127. Le contrat multimarque permettrait aussi, selon le CNPA, un contrôle des ventes passives sur la base de l'obligation faite au concessionnaire de réaliser un taux de pénétration de la marque sur son territoire d'au moins 80 % de la part de marché nationale, à peine de résiliation de son contrat.
128. Toutefois, cet objectif, qui a déjà été précédemment examiné, n'interdit pas en lui-même de répondre à des ventes passives, dès lors qu'il n'est pas démontré que le fournisseur limite ses livraisons au distributeur de façon à ce qu'il ne puisse répondre aux sollicitations de cette nature.

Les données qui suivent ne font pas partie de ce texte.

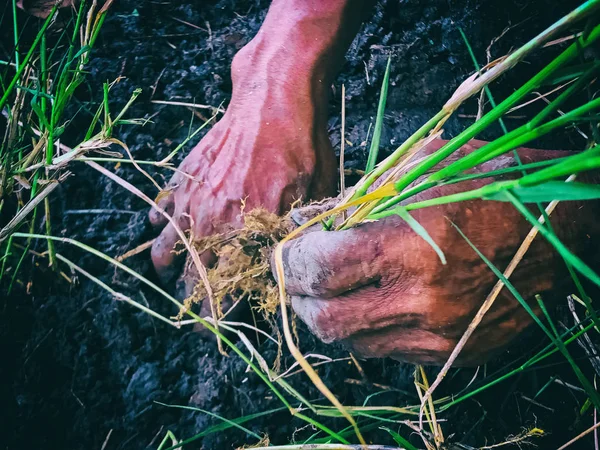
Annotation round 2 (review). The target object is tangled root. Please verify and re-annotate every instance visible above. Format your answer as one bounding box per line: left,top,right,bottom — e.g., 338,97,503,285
185,208,294,319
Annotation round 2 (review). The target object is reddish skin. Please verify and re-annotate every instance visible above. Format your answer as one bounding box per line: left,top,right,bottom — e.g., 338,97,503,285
283,141,600,366
150,0,364,278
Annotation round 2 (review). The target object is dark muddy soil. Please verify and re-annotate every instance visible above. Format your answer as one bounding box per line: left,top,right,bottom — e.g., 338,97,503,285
0,0,591,449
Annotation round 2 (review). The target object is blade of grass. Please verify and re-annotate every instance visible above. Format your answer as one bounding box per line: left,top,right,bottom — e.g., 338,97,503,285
365,55,392,173
451,218,600,408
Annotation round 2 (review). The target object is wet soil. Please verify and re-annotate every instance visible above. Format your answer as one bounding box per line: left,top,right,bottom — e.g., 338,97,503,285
0,0,591,449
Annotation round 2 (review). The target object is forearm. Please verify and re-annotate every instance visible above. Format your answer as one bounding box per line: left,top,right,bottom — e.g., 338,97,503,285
232,0,371,104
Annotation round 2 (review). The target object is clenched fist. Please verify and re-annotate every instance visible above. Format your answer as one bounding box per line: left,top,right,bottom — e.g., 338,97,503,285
283,141,600,365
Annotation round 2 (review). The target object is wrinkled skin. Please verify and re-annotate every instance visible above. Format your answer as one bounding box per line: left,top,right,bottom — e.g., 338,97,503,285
283,141,600,365
150,0,598,365
150,0,362,280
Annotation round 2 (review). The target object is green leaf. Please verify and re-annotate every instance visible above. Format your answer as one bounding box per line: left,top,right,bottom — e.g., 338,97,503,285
365,56,392,173
484,181,600,203
380,427,417,450
394,206,446,264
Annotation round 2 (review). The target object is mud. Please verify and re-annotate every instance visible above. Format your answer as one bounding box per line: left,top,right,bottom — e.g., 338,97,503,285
0,0,591,449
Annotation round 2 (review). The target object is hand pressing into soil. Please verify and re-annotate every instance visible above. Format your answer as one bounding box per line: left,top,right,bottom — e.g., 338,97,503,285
150,0,362,278
276,141,600,365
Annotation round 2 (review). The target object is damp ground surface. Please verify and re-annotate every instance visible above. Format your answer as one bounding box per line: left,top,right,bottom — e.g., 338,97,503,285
0,0,591,450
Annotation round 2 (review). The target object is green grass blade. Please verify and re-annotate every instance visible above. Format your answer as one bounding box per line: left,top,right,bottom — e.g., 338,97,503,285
394,206,446,264
484,181,600,203
365,56,392,173
451,221,600,408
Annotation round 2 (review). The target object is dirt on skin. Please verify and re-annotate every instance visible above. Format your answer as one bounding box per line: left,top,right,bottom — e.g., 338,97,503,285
0,0,593,450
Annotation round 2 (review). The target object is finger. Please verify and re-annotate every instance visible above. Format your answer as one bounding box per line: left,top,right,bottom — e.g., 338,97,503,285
282,218,405,298
152,223,180,282
292,292,456,364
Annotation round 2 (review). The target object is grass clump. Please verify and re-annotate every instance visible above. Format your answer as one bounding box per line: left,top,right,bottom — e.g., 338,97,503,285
180,208,294,318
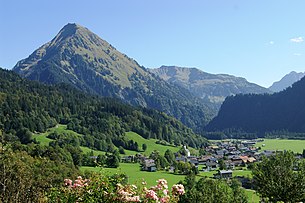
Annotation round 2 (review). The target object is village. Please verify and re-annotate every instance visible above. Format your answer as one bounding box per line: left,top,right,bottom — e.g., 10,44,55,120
122,139,302,178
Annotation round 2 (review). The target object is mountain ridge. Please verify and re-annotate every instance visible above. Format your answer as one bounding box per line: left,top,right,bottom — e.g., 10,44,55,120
205,73,305,134
150,66,271,108
13,24,211,132
269,71,305,92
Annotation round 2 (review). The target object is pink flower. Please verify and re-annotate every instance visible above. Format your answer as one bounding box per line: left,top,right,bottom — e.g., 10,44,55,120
146,190,159,200
172,184,185,195
163,189,168,195
160,196,170,203
64,179,72,186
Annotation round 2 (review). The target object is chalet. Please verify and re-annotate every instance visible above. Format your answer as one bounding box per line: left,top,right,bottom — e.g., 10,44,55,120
121,155,135,163
142,159,157,172
205,161,218,171
214,170,233,179
231,156,244,166
183,146,191,157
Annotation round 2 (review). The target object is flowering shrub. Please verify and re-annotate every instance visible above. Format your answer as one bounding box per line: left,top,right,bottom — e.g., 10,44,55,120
49,175,185,203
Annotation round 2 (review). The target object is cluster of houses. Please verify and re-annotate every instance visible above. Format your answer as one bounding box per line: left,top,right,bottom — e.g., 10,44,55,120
123,140,282,178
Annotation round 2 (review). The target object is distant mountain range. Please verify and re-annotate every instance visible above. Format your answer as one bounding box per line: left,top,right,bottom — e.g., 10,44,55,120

d) Le contrat Honda exclusif depuis 2002 pour motos d'une puissance inférieure ou égale à 125 cm3
129. Selon le saisissant, ce contrat de distribution exclusive interdit implicitement les ventes croisées pour les moins de 125 cm3 en obligeant les concessionnaires à souscrire un engagement d'approvisionnement exclusif auprès du concédant. En effet, l'article 3.3 de ce contrat prévoit " le Concessionnaire ne peut acheter les produits, pièces et accessoires qu'auprès du concédant. "
130. Dans la continuité des principes édictés par le règlement n° 1983-83, le règlement n° 2790-99 permet aussi d'exempter cette restriction de concurrence. En effet, l'exclusivité d'approvisionnement auprès du concédant ne figure pas au rang des restrictions caractérisées lorsqu'elle prend place dans un pur système de distribution exclusive (dans un système de distribution sélective, c'est une restriction caractérisée). Le paragraphe 162 de la communication sur les restrictions verticales précise : " La distribution exclusive bénéficie de l'exemption par catégorie pour autant que la part de marché du fournisseur n'excède pas 30 %, même si elle est associée à d'autres restrictions verticales qui ne sont pas caractérisées, telles qu'une obligation de non-concurrence limitée à 5 ans, l'imposition de quotas ou l'achat exclusif. "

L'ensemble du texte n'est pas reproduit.